Un certain nombre d'établissements EHPAD présents dans cette salle sont des établissements qui sont gérés par des associations; des associations qui ont un projet associatif, qui ont une histoire, qui ont des convictions, qui ont fait preuve d'une certaine capacité militante, qui ont fait des choix idéologiques , peut-être confessionnels pour certains, bref, des institutions qui ont une histoire qui s'inscrit dans cette histoire là, de quoi sont-ils pilote aujourd'hui ou plus exactement est ce que ce qu'on attend aujourd'hui c'est qu'ils soient des prestataires de service répondant de façon de plus en plus standardidée à des modes opératoires, à des réglements, à des injonction ou à des bonnes pratiques dont ils ne seront absolument pas les auteurs;faut savoir qui pilote.
Guillaume évoquait tout à l'heure la triplette EHPAD - Médecin - Pharmacien; qui pilote aujourd'hui le projet de soins dans un établissement ? C'est le médecin coordonnateur; demain faudra-t-il, faut-il et sous quelle forme associer formellement les pharmaciens y compris s'ils sont en libéral à l'évaluation de ce projet de soins ou peut-être même à l'élaboration de ce projet de soins ?
Qui pilote ? Il faut bien que l'on se pose la question dans ces termes là et peut-être qu'on ait des outils de regard ou d'analyse de ce pilotage qui n'aient pas peur de ce qui peut froisser ou de ce qui peut fâcher.
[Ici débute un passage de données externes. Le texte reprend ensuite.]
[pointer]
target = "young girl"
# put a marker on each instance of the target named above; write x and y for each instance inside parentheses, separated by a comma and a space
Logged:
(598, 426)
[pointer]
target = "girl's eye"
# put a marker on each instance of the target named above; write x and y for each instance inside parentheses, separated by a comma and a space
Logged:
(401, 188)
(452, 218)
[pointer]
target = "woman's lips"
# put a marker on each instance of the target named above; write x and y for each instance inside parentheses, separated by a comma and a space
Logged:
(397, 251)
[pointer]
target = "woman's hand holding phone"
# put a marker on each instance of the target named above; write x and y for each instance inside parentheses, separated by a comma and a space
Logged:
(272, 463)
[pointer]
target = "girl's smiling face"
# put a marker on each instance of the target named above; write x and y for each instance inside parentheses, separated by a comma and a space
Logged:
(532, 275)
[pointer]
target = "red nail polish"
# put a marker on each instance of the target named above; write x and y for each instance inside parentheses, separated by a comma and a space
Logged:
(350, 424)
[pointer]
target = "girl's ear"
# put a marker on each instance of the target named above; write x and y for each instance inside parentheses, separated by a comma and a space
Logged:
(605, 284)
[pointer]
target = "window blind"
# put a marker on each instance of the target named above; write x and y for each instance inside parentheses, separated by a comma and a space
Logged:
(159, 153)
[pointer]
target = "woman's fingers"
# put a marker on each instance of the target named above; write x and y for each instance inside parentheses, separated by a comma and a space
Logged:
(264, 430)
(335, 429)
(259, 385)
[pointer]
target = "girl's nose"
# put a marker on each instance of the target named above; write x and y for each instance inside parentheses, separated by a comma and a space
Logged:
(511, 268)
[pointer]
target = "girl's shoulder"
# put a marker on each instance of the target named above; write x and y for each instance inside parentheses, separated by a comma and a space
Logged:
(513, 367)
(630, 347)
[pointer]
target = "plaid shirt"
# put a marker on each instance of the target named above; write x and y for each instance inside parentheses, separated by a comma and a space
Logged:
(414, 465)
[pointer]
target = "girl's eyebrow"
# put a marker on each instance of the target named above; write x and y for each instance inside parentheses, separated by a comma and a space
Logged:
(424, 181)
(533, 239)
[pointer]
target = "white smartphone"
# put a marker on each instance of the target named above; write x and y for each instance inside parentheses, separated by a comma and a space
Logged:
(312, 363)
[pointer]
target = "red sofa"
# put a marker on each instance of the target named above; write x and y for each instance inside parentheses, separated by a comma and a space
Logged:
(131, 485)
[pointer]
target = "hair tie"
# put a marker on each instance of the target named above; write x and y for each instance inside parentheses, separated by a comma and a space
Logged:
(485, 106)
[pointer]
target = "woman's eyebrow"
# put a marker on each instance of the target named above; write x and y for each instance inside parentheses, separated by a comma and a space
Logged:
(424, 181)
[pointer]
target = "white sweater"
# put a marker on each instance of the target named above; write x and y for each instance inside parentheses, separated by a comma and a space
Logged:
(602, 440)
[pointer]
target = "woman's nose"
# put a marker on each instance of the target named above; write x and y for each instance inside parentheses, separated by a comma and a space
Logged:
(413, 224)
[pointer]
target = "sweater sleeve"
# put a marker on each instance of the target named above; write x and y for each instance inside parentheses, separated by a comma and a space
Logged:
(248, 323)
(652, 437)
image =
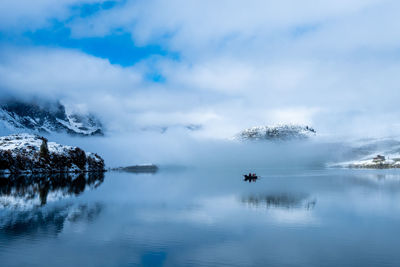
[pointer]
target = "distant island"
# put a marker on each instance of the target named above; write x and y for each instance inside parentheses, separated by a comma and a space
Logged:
(27, 153)
(283, 132)
(144, 168)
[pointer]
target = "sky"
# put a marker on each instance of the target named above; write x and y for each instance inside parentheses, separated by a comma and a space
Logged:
(223, 64)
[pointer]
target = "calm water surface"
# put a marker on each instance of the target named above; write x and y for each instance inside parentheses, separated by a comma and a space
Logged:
(197, 217)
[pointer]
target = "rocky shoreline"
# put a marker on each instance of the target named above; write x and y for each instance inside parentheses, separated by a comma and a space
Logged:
(33, 154)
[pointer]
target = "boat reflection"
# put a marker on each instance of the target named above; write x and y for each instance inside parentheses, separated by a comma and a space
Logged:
(283, 201)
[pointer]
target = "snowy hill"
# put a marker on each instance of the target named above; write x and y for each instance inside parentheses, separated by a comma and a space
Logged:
(380, 153)
(26, 153)
(278, 132)
(17, 116)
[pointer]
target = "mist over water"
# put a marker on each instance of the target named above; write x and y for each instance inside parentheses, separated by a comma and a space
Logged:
(180, 149)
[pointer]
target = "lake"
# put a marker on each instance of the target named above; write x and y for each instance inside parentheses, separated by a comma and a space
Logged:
(203, 217)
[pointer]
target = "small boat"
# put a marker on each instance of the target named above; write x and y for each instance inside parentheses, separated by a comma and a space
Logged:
(250, 177)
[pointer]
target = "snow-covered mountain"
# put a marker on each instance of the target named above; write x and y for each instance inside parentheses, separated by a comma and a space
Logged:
(17, 117)
(26, 153)
(278, 132)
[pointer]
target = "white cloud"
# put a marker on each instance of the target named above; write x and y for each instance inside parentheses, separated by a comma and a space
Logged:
(332, 64)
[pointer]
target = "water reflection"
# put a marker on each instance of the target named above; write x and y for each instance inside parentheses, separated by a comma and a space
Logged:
(30, 191)
(283, 201)
(45, 221)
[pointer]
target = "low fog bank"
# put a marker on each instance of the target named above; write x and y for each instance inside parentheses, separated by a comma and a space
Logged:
(183, 150)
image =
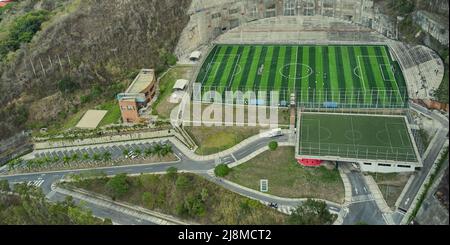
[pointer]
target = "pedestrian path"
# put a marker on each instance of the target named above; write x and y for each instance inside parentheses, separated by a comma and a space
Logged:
(36, 183)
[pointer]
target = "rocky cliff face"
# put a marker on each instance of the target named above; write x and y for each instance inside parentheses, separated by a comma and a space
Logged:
(91, 41)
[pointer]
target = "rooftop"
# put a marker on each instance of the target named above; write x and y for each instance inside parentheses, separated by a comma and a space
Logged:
(91, 119)
(142, 81)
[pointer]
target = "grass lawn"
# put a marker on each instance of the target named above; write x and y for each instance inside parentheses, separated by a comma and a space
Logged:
(213, 204)
(162, 107)
(212, 140)
(345, 74)
(287, 178)
(391, 185)
(113, 115)
(355, 136)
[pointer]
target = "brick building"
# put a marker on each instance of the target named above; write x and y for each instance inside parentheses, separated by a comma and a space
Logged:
(135, 100)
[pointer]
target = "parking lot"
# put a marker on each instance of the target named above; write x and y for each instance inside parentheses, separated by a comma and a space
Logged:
(116, 151)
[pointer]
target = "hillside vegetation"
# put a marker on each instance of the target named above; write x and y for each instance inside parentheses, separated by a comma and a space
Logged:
(59, 56)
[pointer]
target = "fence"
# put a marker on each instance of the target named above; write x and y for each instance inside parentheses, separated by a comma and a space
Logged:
(398, 154)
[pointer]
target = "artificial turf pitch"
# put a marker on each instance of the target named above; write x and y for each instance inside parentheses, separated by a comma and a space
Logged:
(355, 137)
(349, 75)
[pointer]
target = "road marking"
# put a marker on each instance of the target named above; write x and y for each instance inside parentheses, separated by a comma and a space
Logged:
(36, 183)
(232, 155)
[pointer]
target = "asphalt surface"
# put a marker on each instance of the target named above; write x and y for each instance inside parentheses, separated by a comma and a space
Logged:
(428, 161)
(45, 180)
(363, 207)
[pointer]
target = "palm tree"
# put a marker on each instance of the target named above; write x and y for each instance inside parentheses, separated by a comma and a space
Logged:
(96, 157)
(66, 160)
(158, 149)
(75, 157)
(149, 152)
(125, 152)
(166, 149)
(86, 156)
(55, 159)
(107, 156)
(138, 152)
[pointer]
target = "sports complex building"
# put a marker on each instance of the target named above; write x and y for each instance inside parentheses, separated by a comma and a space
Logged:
(349, 85)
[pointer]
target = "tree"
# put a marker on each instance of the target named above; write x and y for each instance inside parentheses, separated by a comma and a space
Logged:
(166, 150)
(222, 170)
(96, 157)
(148, 152)
(172, 172)
(273, 145)
(75, 157)
(158, 150)
(66, 159)
(4, 186)
(138, 152)
(67, 85)
(86, 156)
(106, 156)
(312, 212)
(118, 185)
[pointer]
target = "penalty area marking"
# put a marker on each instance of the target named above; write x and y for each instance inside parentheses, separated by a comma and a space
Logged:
(310, 71)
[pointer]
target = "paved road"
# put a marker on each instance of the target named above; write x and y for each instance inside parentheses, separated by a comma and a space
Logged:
(428, 162)
(45, 180)
(363, 207)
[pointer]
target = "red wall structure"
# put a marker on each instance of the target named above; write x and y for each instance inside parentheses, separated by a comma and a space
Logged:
(310, 162)
(4, 2)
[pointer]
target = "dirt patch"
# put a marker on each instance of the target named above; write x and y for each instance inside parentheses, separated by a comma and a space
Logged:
(216, 139)
(287, 178)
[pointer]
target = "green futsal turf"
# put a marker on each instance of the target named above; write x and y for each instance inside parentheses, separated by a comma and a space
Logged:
(358, 75)
(355, 137)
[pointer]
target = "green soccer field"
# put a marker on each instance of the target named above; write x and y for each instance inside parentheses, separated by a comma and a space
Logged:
(355, 137)
(348, 76)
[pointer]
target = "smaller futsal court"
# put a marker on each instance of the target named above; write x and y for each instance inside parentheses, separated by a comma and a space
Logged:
(348, 136)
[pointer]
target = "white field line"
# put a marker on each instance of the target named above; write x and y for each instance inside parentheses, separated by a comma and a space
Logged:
(210, 65)
(234, 72)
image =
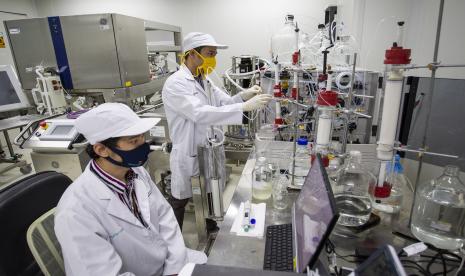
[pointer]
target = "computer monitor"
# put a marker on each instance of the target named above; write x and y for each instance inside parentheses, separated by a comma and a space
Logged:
(314, 217)
(12, 96)
(384, 261)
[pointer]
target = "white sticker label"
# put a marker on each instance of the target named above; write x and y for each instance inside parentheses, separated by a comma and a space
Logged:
(14, 31)
(104, 27)
(157, 131)
(415, 248)
(196, 191)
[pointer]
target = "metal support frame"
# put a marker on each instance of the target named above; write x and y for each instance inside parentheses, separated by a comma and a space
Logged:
(199, 196)
(431, 93)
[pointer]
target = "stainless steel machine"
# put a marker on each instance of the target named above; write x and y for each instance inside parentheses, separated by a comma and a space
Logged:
(55, 145)
(244, 73)
(104, 57)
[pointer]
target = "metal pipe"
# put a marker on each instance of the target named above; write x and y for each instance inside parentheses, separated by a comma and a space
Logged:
(296, 129)
(426, 152)
(431, 92)
(431, 65)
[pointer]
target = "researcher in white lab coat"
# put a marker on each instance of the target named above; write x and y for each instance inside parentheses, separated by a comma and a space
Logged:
(113, 220)
(193, 104)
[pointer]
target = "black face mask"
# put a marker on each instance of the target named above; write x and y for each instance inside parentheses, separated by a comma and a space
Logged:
(131, 158)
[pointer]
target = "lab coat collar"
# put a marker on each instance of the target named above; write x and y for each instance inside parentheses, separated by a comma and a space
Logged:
(115, 207)
(187, 72)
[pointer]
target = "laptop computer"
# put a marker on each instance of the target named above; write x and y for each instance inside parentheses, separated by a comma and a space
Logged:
(293, 247)
(383, 261)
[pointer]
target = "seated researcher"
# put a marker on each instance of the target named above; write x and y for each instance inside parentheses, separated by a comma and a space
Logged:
(113, 220)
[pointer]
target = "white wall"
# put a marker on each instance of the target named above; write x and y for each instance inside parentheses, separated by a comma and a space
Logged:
(379, 31)
(17, 6)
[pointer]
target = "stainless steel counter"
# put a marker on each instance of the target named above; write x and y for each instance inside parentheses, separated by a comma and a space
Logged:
(232, 250)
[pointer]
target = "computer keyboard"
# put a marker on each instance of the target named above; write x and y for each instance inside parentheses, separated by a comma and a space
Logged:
(278, 248)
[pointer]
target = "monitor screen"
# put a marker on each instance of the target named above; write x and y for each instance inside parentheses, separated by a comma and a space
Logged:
(8, 93)
(62, 130)
(314, 215)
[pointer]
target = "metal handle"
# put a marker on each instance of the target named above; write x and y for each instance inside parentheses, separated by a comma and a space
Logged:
(80, 145)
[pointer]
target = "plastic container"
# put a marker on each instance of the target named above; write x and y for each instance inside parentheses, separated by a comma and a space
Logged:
(388, 197)
(302, 162)
(263, 138)
(333, 171)
(262, 180)
(342, 54)
(280, 184)
(438, 217)
(351, 192)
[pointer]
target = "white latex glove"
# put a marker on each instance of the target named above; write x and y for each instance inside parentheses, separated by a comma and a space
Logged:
(257, 102)
(250, 92)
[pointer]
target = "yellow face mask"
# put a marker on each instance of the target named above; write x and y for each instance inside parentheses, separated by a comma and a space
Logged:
(207, 66)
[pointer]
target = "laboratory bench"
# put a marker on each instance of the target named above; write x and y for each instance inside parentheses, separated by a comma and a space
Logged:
(232, 250)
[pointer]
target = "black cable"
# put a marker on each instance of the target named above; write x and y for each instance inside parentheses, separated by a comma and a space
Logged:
(419, 268)
(444, 268)
(430, 263)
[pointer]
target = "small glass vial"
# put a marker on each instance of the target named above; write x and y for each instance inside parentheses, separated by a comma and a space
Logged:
(261, 182)
(280, 191)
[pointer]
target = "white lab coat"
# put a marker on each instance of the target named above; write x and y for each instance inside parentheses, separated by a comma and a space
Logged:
(190, 114)
(99, 235)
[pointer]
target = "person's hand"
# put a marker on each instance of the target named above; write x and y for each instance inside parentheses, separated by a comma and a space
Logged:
(250, 92)
(257, 102)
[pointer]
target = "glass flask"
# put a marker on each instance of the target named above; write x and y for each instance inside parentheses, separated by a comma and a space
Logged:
(302, 162)
(280, 184)
(342, 54)
(438, 216)
(283, 42)
(262, 180)
(351, 192)
(312, 48)
(388, 197)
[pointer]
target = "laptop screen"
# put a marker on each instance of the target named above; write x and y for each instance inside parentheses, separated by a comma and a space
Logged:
(314, 216)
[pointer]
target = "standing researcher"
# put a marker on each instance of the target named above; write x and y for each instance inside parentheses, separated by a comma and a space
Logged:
(193, 104)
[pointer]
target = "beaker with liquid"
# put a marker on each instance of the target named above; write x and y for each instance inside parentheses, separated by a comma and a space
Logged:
(351, 192)
(438, 217)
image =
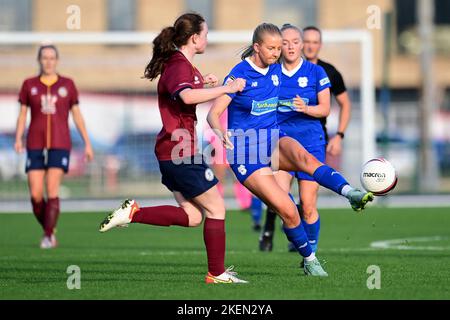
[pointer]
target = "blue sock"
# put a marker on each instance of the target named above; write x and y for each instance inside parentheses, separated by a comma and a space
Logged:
(329, 178)
(293, 200)
(312, 231)
(299, 239)
(256, 210)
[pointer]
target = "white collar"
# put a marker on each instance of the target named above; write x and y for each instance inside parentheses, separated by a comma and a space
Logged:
(293, 71)
(263, 71)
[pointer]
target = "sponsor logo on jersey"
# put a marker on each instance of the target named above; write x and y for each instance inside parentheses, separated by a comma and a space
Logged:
(48, 104)
(302, 82)
(324, 81)
(242, 170)
(265, 106)
(287, 105)
(62, 91)
(275, 80)
(209, 175)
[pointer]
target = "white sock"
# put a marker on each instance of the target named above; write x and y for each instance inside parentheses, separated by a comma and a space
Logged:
(346, 189)
(311, 257)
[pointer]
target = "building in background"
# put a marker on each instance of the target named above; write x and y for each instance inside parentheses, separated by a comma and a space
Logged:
(109, 76)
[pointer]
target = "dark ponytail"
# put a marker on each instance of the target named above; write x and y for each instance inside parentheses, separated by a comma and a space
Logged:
(287, 26)
(170, 40)
(163, 48)
(257, 37)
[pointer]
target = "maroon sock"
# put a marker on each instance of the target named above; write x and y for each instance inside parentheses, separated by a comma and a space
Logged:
(39, 210)
(51, 216)
(214, 237)
(162, 216)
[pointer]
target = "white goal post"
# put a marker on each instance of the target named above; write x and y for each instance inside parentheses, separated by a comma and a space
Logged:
(361, 37)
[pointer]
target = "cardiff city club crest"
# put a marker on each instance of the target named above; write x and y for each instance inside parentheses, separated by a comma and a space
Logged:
(303, 81)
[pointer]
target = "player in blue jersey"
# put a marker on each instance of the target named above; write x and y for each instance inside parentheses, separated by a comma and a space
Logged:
(257, 146)
(299, 117)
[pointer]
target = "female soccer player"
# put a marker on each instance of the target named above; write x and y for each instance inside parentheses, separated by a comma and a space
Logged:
(257, 144)
(299, 118)
(184, 172)
(50, 97)
(219, 164)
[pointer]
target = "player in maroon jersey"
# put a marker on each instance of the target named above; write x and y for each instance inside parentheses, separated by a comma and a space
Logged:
(50, 97)
(184, 172)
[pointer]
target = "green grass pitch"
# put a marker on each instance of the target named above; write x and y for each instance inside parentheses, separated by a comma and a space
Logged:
(145, 262)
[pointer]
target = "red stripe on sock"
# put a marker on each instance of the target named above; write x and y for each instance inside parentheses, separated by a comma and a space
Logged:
(214, 237)
(162, 216)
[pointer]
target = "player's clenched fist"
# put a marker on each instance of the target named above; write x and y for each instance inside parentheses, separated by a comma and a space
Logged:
(210, 79)
(236, 85)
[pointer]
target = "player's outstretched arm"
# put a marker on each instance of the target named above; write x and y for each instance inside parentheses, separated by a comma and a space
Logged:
(194, 96)
(334, 146)
(79, 123)
(213, 118)
(20, 128)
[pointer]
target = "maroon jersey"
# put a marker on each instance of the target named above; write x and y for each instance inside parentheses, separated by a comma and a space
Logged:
(50, 105)
(178, 74)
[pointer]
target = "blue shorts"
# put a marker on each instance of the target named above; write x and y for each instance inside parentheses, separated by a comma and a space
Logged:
(316, 151)
(191, 178)
(42, 159)
(247, 158)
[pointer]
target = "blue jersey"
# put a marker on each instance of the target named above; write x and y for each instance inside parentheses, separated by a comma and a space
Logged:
(306, 81)
(255, 107)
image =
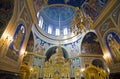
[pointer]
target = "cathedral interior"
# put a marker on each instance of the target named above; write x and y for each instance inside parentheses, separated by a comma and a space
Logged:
(59, 39)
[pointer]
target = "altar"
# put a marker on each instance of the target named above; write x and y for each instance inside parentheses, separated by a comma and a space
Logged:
(57, 67)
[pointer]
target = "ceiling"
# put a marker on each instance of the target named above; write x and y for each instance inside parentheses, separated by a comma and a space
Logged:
(55, 18)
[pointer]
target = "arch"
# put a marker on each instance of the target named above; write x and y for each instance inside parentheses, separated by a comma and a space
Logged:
(18, 38)
(112, 41)
(30, 43)
(98, 63)
(52, 51)
(90, 44)
(6, 13)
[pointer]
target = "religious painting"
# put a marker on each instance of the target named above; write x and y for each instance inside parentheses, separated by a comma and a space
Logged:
(116, 15)
(113, 44)
(90, 44)
(6, 11)
(106, 25)
(95, 7)
(38, 4)
(30, 43)
(16, 44)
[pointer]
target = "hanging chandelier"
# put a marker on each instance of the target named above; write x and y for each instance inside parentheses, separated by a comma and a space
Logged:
(81, 22)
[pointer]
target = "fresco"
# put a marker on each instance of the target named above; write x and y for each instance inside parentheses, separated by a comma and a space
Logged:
(116, 15)
(90, 44)
(6, 11)
(30, 44)
(95, 7)
(113, 44)
(38, 4)
(73, 47)
(16, 44)
(106, 25)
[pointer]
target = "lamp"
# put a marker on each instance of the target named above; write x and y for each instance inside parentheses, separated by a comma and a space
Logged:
(81, 22)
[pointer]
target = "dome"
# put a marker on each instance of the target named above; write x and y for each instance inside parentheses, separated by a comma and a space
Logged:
(55, 20)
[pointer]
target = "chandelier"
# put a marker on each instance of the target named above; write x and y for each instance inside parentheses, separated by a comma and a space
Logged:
(81, 22)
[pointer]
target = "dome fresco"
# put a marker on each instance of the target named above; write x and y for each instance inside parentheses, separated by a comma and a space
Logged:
(57, 17)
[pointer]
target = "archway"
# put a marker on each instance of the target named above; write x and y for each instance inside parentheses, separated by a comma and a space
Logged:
(52, 51)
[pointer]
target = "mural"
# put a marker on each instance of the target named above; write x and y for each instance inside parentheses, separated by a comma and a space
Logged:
(53, 50)
(30, 44)
(90, 44)
(16, 44)
(38, 4)
(73, 47)
(6, 11)
(113, 44)
(95, 7)
(116, 15)
(106, 25)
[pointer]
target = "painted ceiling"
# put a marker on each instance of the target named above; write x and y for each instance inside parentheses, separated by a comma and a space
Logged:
(58, 14)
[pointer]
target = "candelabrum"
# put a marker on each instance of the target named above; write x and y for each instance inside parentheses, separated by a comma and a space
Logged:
(5, 41)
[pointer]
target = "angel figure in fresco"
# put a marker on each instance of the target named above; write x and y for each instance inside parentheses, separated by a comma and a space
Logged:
(114, 47)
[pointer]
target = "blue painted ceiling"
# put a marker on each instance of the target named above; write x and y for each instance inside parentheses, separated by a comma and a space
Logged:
(59, 13)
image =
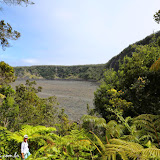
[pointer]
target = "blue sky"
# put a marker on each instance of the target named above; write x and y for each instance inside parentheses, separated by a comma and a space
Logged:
(73, 32)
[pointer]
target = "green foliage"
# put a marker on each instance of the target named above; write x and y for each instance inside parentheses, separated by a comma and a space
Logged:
(134, 88)
(6, 73)
(84, 72)
(6, 34)
(157, 17)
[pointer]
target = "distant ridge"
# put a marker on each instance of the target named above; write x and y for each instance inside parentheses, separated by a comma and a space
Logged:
(77, 72)
(114, 62)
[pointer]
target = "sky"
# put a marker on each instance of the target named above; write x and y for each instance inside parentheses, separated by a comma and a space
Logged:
(76, 32)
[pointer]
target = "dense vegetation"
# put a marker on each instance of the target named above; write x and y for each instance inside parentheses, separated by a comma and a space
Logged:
(123, 125)
(82, 72)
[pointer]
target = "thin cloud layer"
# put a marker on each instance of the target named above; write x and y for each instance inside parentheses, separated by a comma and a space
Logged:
(77, 32)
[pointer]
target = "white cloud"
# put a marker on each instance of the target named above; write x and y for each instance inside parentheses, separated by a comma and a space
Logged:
(30, 61)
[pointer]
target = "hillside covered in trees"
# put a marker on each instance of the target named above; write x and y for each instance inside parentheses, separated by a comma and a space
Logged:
(79, 72)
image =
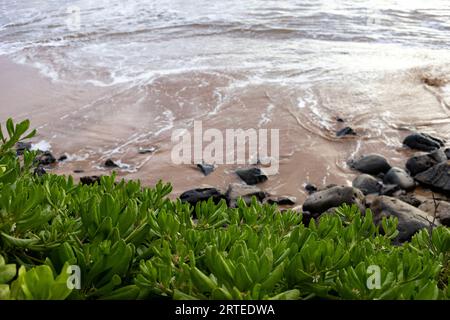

3- Aujourd'hui et c'est ma troisième question : 

Comment allons-nous faire la vérité ?

Nous sommes tous d'accord, moi le premier, pour proclamer que c'est bien évidemment l'intérêt du patient-résident ou du résident-patient que nous cherchons tous; notre action n'est orientée que dans cette direction; nous n'avons que cela à l'esprit; nous n'avons aucune autre préoccupation que celle-là;
C'est proclamé ? Tout le monde est d'accord ? Très bien mais le travail de vérité reste à faire ! Travail de vérité qui doit se faire dans la confrontation et la confrontation ce n'est pas un péché; on a le droit de ne pas être d'accord et de travailler et de chercher les solutions mais à la condition que nous ayons le courage, ou la lucidité de poser chacun notre propre inrérêt sur la table en disant : " oui, là c'est mon intérêt que je défend" parce que moi, directeur d'EHPAD, je préfère que les pharmaciens perdent un peu de pouvoir d'achat que moi, de perdre une aide soignante. C'est clair et si je suis pharmacien,je vais légitimement penser autre chose; nous ne traiterons pas, je crois, les affaires que nous avons à traiter ensemble sans faire un travail de vérité.
Je vous conseille un trés bon bouquin d'une philosophe qui s'appelle Chantal Delsol, dont je ne sais plus le titre du tout, mais il y a une phrase où elle dit : " Quand la quête du bien-être se substitue à la quête de la vérité, nous pouvons être inquiet de la manière dont l'idée même de droit de l'homme va pouvoir évoluer."